Using the new Langevin module added to the existing PyBroMo software, researchers will have the ability to repeatedly generate large amounts of data with a known ground truth of heterogeneous dye-dye distances. Different simulation parameters can easily be changed to generate timestamps and test assumptions based on experimental diffusing smFRET data of flexible molecules with heterogeneous states. New analysis methods beyond the standard time bin methods can then be developed and tested against the simulated data with a known ground truth to assess the effectiveness of such approaches with the ultimate goal of extracting more information from diffusing smFRET experiments of flexible molecules.
5 Conclusion
In this work, we have shown that the addition of a Langevin dynamics module to the base PyBroMo software is capable of generating freely diffusing smFRET timestamp data with more realistic heterogeneity of dye-dye distance dynamics and distribution. The implementation of the Langevin dynamics provides a flexible approach for defining the underlying dynamics of the molecule with full knowledge of the ground truth. Simulated data with known ground truth of realistic heterogeneous dye-dye distances will play an important role in developing new techniques for the analysis of freely diffusing smFRET data for flexible molecules.

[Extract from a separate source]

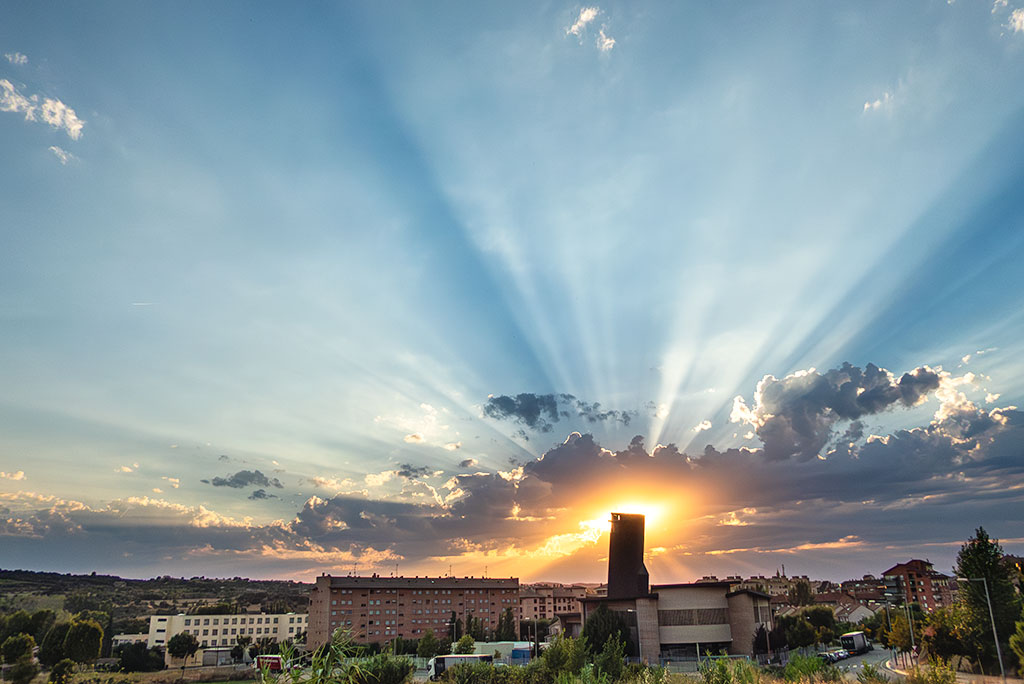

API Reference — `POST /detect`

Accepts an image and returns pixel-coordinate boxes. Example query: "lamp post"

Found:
[956,578,1007,682]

Supporting Information Available
Additional figures and analysis of simulated and experimental data are presented in the Supporting Information.
Acknowledgement
This research is supported by the National Science Foundation under Awards 1940188, 1945465, 1934985, 1940124, and 1940179. This research is also supported by the Arkansas High Performance Computing Center which is funded through multiple National Science Foundation grants and the Arkansas Economic Development Commission.
Footnotes
This version includes an additional example of using the new Langevin module within PyBroMo package, where a bistable potential is used within the Langevin dynamics framework to reproduce a dynamical two-state model.